Prices have been increasing in the US since late last year as a result of COVID’s disruption of the supply chain and higher food prices brought on by extreme weather. In addition, commodity prices have increased globally as a result of the conflict in Ukraine.
In addition, some economists attribute the acceleration of price rises to President Biden’s Covid expenditure plans. To protect individuals and companies from the economic shock of the epidemic, $5 trillion (£4.1 trillion) worth of stimulus measures were used.
The White House began downplaying the figures earlier this week in anticipation of the most recent data, referring to the Consumer Price Index as a metric that looks backward. And it’s true that these figures emphasize the price hikes from the prior month while failing to take into account more recent price decreases, particularly in the case of gasoline.
But this survey does highlight how severely American households’ finances have been impacted. Already, many are modifying their spending patterns and using their savings to cover rent and food costs.
Since the 1980s, no epoch has seen a greater decline in the real value of American hourly wages. So naturally, US President Joe Biden and his party are concerned about this. Democrats are frantically trying to hold onto their slim congressional advantage ahead of the midterm elections in November. However, the increasing cost of living affects voters’ thoughts and wallets.

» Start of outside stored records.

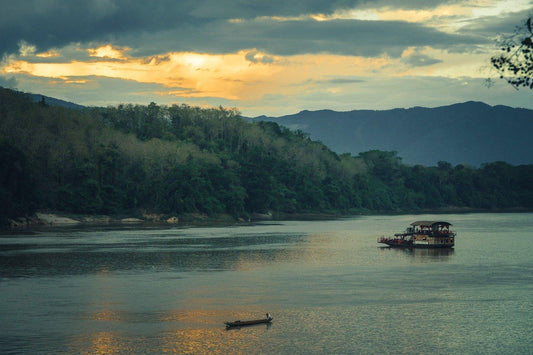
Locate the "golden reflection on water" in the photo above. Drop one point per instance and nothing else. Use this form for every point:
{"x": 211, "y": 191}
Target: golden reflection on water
{"x": 189, "y": 332}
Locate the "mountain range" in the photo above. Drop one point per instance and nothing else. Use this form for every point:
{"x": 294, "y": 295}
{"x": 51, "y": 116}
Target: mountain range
{"x": 469, "y": 133}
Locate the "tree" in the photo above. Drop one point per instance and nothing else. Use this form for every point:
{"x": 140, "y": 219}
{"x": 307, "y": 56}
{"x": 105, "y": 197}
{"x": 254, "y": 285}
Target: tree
{"x": 515, "y": 63}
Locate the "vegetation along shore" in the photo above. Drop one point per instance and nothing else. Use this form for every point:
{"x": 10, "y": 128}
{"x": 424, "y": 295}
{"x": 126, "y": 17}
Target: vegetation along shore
{"x": 178, "y": 161}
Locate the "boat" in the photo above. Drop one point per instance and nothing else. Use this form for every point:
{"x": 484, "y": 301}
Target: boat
{"x": 239, "y": 323}
{"x": 423, "y": 234}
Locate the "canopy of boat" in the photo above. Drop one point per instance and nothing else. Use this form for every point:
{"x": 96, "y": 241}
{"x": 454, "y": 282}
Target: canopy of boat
{"x": 429, "y": 224}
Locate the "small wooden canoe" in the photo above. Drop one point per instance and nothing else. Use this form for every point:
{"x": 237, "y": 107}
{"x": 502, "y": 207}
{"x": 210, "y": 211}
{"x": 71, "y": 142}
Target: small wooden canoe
{"x": 239, "y": 323}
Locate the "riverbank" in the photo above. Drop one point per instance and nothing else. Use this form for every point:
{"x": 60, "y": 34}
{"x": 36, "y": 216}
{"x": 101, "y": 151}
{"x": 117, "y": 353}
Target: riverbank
{"x": 54, "y": 219}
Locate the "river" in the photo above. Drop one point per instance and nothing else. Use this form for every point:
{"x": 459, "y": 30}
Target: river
{"x": 331, "y": 288}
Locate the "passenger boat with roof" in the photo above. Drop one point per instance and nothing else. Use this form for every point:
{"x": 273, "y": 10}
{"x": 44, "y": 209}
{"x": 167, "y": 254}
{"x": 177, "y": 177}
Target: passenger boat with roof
{"x": 423, "y": 234}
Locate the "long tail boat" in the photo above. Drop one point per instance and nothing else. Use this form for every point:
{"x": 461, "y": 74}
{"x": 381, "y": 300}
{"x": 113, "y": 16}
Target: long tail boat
{"x": 423, "y": 234}
{"x": 239, "y": 323}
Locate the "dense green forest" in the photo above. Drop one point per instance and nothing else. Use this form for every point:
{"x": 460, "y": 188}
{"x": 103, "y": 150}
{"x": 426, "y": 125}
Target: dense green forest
{"x": 180, "y": 159}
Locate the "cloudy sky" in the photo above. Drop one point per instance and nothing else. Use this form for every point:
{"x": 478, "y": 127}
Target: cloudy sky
{"x": 270, "y": 57}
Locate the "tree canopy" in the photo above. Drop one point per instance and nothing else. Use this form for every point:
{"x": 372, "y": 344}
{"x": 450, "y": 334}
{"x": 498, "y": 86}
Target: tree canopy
{"x": 180, "y": 159}
{"x": 515, "y": 62}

The Biden administration attempted to downplay June’s price increases earlier this week, highlighting how the cost of gasoline and other commodities have subsequently dropped significantly. However, their efforts failed as inflation surged, and their popularity plummeted.

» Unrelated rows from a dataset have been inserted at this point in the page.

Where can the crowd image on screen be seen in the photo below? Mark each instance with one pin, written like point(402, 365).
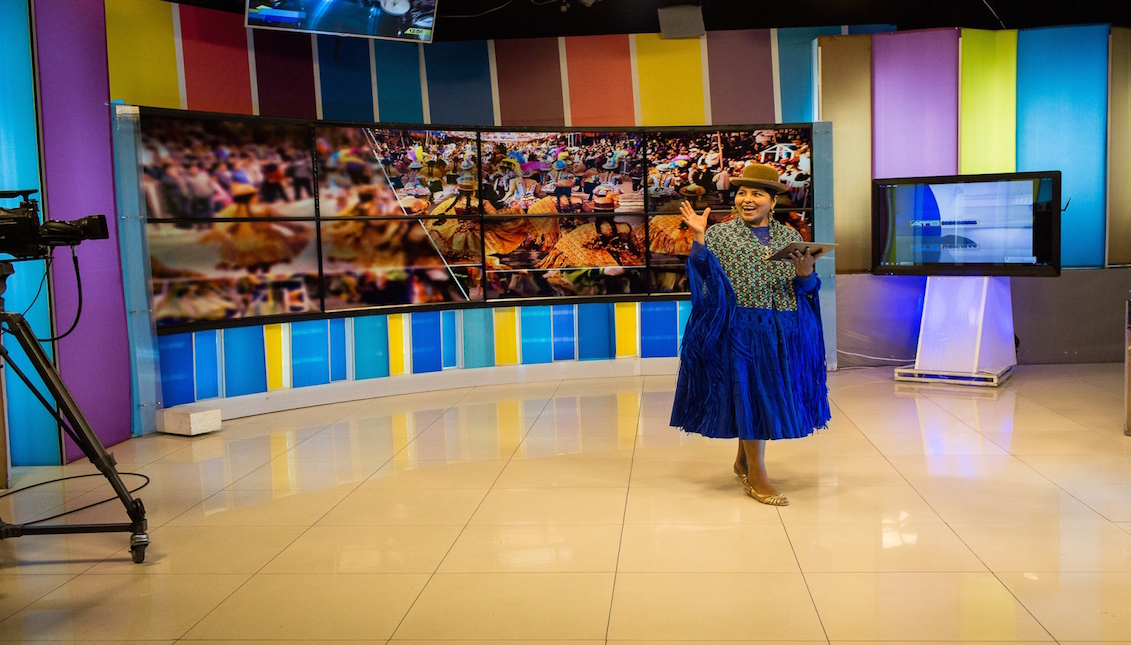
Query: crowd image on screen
point(542, 173)
point(698, 166)
point(198, 170)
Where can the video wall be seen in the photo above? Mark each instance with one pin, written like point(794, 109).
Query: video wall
point(257, 217)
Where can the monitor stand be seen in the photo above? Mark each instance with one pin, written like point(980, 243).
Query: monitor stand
point(966, 336)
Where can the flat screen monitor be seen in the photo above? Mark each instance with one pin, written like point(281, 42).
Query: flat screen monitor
point(394, 19)
point(984, 224)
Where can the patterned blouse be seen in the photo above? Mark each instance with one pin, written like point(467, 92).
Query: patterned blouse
point(757, 282)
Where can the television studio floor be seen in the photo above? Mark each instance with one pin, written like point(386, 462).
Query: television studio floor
point(570, 512)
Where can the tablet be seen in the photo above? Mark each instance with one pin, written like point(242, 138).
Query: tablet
point(817, 248)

Meanwhile, Quincy Krosby, the chief equities strategist at LPL Financial, claimed that the remarks were “an indicator the anxiety has intensified for the administration.”
At its meeting in a fortnight, the US central bank is anticipated by the financial markets to increase interest rates once more in an effort to control rising prices.
Last month, it stated that its key interest rate would rise by three quarters to a range of 1.5 percent to 1.75 percent, marking the largest rate increase in almost 30 years. According to most predictions, rate increases of this magnitude are expected in July.
Despite the worries, Mr. Krosby claimed there were indications the US was “near to peaking or plateauing in inflation.”